话音刚落,门外也传来敲门声——笃笃、笃、笃笃、笃,两短三长,一模一样的三短两长节拍,只是换了个顺序。

猫灵眼睛一亮:“对上暗号了!”

它嗖地飘出门缝。

蓝梦愣了三秒,然后认命地爬起来,披上外套跟出去。

门外走廊空荡荡的,没有半个人影。

猫灵蹲在走廊中央,仰头看着天花板,尾巴兴奋地甩来甩去。

“在楼上!”它说,“四楼!”

蓝梦跟着它爬上四楼。

四楼住的是个独居老太太,平时深居简出,蓝梦只在交物业费时见过她几次,连名字都叫不上来。

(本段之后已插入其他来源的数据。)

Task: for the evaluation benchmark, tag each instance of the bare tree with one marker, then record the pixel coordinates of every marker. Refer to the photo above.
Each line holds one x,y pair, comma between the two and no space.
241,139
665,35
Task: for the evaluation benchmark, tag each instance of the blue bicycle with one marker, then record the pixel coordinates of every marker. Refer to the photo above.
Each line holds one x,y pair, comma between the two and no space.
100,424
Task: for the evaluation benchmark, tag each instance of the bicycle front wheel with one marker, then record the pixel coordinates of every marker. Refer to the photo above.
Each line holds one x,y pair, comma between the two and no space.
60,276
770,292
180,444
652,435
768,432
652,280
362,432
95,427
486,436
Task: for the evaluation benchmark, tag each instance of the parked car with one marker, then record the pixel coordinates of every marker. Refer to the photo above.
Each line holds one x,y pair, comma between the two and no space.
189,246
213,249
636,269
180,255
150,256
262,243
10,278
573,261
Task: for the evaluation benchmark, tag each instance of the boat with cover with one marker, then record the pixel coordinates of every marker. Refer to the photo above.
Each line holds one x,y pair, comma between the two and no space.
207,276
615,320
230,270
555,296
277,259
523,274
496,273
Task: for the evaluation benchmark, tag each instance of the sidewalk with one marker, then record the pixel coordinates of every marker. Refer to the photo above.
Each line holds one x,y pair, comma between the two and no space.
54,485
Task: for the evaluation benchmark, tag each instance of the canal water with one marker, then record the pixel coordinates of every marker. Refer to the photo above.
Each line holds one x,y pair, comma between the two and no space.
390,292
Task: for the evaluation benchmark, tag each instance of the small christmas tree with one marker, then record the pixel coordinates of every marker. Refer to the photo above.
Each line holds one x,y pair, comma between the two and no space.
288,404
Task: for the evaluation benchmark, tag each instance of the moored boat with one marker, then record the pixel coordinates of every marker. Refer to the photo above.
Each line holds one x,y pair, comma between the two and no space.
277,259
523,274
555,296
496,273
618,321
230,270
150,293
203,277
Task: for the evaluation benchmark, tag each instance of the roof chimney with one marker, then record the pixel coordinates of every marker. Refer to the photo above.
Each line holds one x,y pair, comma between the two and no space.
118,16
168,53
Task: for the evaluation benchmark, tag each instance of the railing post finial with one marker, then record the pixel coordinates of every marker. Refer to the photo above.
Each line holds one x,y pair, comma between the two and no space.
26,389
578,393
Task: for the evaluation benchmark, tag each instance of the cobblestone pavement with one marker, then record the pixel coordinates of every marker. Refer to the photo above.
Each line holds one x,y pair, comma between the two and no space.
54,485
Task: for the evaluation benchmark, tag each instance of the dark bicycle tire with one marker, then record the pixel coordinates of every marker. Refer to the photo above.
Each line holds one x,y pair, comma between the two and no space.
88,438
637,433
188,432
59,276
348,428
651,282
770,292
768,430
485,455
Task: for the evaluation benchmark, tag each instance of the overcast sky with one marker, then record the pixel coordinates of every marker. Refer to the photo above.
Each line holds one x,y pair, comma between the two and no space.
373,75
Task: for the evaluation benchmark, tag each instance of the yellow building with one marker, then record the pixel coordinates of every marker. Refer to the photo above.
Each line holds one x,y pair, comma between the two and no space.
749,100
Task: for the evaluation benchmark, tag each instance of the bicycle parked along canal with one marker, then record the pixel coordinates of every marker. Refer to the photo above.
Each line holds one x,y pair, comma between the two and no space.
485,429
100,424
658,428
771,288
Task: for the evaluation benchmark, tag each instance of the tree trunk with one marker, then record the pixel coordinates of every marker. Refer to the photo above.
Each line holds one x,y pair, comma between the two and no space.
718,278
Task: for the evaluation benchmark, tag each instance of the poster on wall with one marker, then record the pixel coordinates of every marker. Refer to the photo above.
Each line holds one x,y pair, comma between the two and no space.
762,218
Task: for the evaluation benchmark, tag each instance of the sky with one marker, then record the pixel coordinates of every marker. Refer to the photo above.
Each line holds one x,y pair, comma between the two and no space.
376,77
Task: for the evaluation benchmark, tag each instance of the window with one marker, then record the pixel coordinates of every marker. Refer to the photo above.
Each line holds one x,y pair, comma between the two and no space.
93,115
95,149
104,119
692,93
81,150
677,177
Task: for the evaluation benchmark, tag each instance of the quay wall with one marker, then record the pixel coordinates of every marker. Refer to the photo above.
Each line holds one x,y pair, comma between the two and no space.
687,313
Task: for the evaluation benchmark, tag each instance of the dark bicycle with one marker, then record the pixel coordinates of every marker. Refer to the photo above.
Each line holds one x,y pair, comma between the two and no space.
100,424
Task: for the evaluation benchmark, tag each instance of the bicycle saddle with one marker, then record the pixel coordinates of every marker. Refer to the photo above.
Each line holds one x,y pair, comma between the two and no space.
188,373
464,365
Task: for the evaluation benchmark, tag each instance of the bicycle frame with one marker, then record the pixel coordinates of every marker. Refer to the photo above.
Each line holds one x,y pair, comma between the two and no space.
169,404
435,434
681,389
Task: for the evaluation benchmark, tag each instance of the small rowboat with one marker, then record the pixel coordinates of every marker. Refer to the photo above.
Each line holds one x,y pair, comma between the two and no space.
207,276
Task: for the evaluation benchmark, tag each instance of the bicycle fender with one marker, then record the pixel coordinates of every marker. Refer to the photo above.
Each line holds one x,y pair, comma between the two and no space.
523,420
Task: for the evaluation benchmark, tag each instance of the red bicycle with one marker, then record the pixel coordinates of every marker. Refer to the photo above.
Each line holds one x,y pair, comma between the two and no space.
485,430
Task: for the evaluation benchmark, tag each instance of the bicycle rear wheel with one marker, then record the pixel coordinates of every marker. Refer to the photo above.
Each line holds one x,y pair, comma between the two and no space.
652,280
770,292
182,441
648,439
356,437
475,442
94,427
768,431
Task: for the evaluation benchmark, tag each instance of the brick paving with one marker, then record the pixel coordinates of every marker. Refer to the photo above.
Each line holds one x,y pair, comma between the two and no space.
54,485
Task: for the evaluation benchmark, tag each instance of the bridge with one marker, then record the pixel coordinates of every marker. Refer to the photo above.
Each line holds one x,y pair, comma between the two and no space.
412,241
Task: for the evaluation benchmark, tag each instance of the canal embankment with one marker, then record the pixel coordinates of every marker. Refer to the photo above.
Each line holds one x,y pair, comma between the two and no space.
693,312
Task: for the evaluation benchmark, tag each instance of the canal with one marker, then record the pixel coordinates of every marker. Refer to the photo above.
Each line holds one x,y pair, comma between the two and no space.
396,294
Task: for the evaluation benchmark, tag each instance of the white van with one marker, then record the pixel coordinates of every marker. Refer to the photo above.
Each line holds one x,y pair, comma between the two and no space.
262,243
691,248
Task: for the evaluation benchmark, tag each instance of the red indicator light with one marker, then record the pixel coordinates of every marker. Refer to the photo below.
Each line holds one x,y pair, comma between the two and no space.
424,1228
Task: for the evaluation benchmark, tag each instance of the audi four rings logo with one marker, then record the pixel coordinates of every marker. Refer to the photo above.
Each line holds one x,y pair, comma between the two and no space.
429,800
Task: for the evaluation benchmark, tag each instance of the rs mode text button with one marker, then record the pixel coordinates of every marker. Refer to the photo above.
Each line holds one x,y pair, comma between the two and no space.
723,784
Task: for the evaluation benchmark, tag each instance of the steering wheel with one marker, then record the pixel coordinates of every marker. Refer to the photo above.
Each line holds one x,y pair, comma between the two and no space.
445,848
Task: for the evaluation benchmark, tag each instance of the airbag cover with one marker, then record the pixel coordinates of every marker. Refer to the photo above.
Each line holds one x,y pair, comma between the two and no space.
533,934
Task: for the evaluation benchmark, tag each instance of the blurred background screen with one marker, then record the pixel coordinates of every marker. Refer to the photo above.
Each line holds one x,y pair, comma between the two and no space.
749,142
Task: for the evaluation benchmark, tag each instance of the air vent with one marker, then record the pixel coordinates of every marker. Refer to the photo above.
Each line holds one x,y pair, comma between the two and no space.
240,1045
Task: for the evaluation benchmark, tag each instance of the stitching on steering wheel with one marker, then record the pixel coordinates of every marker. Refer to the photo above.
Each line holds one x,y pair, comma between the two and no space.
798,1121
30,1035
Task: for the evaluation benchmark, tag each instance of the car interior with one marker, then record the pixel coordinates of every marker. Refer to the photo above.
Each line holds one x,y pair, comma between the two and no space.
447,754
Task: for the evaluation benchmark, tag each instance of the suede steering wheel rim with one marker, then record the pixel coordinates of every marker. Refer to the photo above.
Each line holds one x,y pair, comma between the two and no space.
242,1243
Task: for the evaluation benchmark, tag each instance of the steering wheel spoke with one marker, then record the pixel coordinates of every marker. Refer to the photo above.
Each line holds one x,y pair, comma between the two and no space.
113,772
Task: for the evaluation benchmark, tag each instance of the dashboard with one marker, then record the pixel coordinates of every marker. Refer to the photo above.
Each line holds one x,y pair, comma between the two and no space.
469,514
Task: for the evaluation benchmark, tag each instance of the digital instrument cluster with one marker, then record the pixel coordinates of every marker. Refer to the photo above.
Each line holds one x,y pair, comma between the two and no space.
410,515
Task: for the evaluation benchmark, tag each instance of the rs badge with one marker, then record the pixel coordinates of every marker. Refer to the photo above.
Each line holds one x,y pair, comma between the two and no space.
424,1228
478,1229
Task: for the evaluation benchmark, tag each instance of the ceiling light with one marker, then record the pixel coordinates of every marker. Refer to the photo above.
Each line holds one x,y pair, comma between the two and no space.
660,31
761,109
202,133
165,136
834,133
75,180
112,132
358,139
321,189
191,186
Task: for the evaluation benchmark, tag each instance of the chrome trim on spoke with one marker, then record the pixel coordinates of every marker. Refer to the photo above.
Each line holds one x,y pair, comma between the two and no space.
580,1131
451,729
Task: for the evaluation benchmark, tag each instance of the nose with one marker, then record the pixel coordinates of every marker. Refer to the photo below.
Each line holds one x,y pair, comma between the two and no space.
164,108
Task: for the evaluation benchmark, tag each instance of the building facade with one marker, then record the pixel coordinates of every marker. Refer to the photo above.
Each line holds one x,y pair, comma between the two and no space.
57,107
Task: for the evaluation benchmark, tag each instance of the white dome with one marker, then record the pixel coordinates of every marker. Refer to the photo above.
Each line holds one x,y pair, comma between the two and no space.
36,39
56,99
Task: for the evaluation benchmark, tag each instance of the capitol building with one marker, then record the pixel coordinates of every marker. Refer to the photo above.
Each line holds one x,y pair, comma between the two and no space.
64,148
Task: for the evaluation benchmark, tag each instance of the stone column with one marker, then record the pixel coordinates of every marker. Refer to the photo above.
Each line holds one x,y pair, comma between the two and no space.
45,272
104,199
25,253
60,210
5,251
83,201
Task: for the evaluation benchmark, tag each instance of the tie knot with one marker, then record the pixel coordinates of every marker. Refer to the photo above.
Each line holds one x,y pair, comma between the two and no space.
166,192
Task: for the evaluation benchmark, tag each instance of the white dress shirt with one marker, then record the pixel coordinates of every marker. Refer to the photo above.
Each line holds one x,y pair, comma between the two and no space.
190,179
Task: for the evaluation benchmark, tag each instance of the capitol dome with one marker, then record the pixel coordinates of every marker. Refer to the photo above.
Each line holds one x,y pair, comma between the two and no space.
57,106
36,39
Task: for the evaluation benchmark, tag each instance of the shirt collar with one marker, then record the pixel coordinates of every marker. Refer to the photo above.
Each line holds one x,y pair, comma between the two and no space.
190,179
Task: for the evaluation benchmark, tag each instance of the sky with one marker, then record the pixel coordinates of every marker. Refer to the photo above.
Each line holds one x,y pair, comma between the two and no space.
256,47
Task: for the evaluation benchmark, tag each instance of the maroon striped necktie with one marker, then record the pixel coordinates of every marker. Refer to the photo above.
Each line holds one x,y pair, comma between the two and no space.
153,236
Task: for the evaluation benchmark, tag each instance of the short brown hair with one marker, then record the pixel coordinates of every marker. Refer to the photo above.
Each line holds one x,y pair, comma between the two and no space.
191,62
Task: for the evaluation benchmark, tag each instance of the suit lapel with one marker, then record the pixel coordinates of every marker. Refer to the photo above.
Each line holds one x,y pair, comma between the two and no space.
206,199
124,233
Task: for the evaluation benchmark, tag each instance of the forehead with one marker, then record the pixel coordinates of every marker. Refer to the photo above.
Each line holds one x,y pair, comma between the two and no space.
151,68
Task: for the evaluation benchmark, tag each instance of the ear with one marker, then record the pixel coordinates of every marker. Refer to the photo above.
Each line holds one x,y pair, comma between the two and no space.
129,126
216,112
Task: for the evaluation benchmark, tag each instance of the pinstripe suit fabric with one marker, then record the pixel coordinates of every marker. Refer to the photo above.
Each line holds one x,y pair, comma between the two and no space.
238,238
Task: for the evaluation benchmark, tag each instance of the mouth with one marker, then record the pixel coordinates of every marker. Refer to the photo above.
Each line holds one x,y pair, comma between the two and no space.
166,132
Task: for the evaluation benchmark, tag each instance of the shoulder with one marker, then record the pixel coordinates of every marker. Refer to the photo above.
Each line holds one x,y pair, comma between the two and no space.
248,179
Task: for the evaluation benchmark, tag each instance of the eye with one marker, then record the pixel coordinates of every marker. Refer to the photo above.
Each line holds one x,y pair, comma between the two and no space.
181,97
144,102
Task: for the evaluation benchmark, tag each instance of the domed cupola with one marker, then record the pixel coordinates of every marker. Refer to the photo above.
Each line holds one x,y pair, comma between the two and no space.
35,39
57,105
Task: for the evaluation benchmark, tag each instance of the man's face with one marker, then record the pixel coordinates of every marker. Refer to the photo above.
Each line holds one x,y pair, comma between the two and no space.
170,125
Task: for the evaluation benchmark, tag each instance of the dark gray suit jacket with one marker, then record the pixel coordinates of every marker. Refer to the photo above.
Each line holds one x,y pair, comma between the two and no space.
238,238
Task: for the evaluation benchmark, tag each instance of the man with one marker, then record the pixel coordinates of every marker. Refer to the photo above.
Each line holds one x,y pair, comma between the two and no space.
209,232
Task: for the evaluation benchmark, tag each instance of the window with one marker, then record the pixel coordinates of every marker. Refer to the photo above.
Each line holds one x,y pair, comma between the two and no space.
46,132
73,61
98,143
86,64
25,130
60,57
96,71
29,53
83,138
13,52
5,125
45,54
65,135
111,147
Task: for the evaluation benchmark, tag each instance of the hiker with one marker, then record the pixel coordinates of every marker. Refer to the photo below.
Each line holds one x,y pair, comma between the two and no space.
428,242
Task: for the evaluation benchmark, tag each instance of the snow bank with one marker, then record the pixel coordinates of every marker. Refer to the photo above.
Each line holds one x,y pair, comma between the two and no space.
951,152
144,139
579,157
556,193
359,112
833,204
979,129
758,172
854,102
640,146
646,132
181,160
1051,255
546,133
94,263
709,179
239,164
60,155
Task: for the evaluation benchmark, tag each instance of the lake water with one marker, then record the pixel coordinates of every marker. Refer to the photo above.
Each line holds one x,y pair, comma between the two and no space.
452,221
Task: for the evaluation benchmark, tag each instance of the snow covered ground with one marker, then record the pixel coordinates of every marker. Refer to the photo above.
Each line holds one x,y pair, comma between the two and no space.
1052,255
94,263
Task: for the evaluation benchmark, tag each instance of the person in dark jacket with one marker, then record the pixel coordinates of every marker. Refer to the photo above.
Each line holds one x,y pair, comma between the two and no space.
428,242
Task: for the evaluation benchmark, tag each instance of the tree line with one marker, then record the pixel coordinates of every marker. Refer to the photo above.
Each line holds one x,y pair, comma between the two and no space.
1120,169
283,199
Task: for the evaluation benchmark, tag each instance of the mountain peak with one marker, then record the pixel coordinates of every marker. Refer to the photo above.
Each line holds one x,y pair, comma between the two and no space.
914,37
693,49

此刻老太太家的门虚掩着,门缝里透出昏黄的灯光,还有一股浓烈的、混合着香灰和猫粮的奇怪味道。

猫灵已经飘进去了。

蓝梦推开门。

屋里很暗,只开了一盏落地灯。家具老旧但整洁,沙发上铺着洗得发白的棉布罩子,茶几上摆着一个搪瓷盆,盆里盛着清水。

老太太坐在沙发上,手里抱着一只猫。

不是活猫,是猫的雕像——黄铜铸造的,巴掌大小,做工粗糙,但能看出是只狸花猫,耳朵缺了一小块。

她正用一块软布轻轻擦拭铜像,动作很慢,很仔细,一下一下,像在抚摸真正的猫。

“笃、笃笃。”

老太太抬起头,看向门口。

她的眼睛很浑浊,是那种白内障很严重的白翳,几乎看不清瞳孔。但她似乎知道有人来了,朝蓝梦的方向微微点头。

“进来坐吧,”她的声音沙哑,“门没关。”

蓝梦走进去,在沙发对面的椅子上坐下。

猫灵飘到她肩头,压低声音:“那铜像里有魂。很老很老的魂,和铜锈长在一起了,分都分不开。”

蓝梦看向那只铜猫。

灯光下,铜像表面泛着深沉的暗金色,耳朵缺口处有一道深深的划痕,从耳根一直延伸到颈侧。那不是铸造瑕疵,是利器砍上去的。

“这是您的猫?”她问老太太。

老太太继续擦拭铜像,动作轻柔:“它叫阿黄。六十三年前的事了。”

六十三年前。

蓝梦算了算,那时候老太太应该才十几岁。

“那时候我才十五岁,”老太太果然开口了,声音很轻,像在自言自语,“住在城北,家里穷,父亲早逝,母亲给人帮佣,我就在巷口摆了个茶水摊,赚几个铜板贴补家用。”

“茶水摊对面有个废弃的戏台,戏台狗都怕它。”

她顿了顿,嘴角浮起一丝笑意:“但它从来不凶我。我每天收摊时会把剩下的鱼骨头和茶渣拌在一起,放在戏台边上。它起初不来,等我走远了才偷偷吃。后来熟了,它就开始等我了。”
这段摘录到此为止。